Over the last few months, a shift has reverberated across the sales market. There is stress on development sites, stress on retail condos and stress on hotels.

“It’s not a bloodbath, but people are bleeding,” says one broker requesting anonymity. “You can’t get a construction loan, you can’t get a partner, and you can’t get an anchor tenant on the commercial side. The outer boroughs spiked really hard and are coming back to reality. There is a long way to fall.”

Last year, sellers were trying to achieve buoyant 2015 pricing, explains Woody Heller, head of capital markets at Savills Studley. “That time has passed. There is still no shortage of capital, just a difference in pricing expectation.”

Woody HellerSavills Studley

But it’s not all bad news. There is still a gap between the supply of trophy product and global demand, says Douglas Harmon, chairman of capital markets at Cushman & Wakefield, who is currently marketing 237 Park Ave. “The shrinking inventory of trophy product is mismatched against a queue of global institutional investors who still view New York real estate as the best risk-adjusted, safe-haven investment option,” he says.

Andrew Scandalios, senior managing director of HFF, recently oversaw the sale of marquee property 60 Wall St., which needed a $1 billion mortgage. “There is more capital now — it’s just recognizing that the fundamentals are soft, rents are flat and [net-effective rents are going down],” Scandalios says. “But it’s worse in hotel and retail and multi-family, which are just behind office.”

Right now, Darcy Stacom, chairman of capital markets at CBRE, says the market needs a stronger critical mass of noteworthy transactions to give people “greater comfort” on pricing.

Stacom is completing the $2.21 billion sale of 245 Park Ave. to a Chinese insurance company, HNA Group. It achieved a trophy-size tab of $1,200 per foot. She also believes one key to spurring sales is for sellers to start at levels attractive — and achievable — enough to excite buyers.

So far, office investor Leslie Himmel, a principal with Himmel + Meringoff, is not thrilled about the high pricing ahead. “It takes time for sellers to have realistic cap rates that go along with the higher interest rates,” she says.

Himmel, for instance, is refinancing her properties. With cash on hand, she is preparing to take advantage of better deals ahead. In late 2016, interest rates were roughly 3.75 percent — now they are at 4.5 percent, Himmel says: “That’s a huge difference. We are locking in long-term rates [now], because we believe rates will continue to rise.”

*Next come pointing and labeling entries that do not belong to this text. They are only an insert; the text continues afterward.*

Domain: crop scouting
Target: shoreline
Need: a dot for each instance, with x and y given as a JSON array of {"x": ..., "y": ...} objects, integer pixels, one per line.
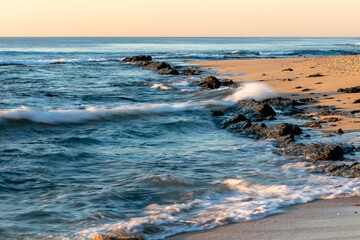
[
  {"x": 320, "y": 219},
  {"x": 296, "y": 78}
]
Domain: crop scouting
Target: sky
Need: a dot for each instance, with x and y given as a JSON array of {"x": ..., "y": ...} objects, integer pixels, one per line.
[{"x": 180, "y": 18}]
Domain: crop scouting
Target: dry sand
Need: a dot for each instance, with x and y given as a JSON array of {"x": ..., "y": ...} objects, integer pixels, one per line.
[
  {"x": 338, "y": 71},
  {"x": 323, "y": 219}
]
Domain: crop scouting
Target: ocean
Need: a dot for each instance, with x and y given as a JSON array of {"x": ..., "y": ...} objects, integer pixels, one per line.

Owner Grant Greenspan, a principal of the Kaufman Organization, says if he could buy another office building and fix it up in anticipation of further leasing velocity, he would do it. “But it has to be the right product and right location for right now,” Greenspan says.

As land prices rose, many buyers, like developer Jeffrey Katz of Sherwood Equities, simply walked away. “We are looking, but it’s hard
to find deals,” he adds.

The passage of the new 421-a legislation, Affordable New York, has begun to spur listings. “It definitely is tangible,” says Bob Knakal, chairman of New York investment sales at Cushman & Wakefield, who predicts a good second half.

245 PARK AVE. – Darcy Stacom (right) is currently completing the $2.21 billion sale of this Midtown tower to a Chinese insurance company.Brookfield Properties; CBRE

But the Trump administration’s plans to change tax laws is evoking feelings of 1986  — when tax laws protecting the wealthy were upended and the market tanked. “What will be the trade-off for a lower capital gains tax?” wonders Adelaide Polsinelli, senior managing director of Eastern Consolidated.

Some worry the 1031 tax-free exchange program may be dumped, which would allow the government to get its tax slice faster — rather than let gains remain sheltered by continually rolling into properties.

“It would have a substantial change in the market,” says Daniel Benedict, founder and president of Benedict Realty Group, a multifamily operator and developer. If the government brings down the highest tax rate from 35 to 20 percent, Benedict notes there is no longer a reason to shelter profits. “There is tremendous uncertainty.”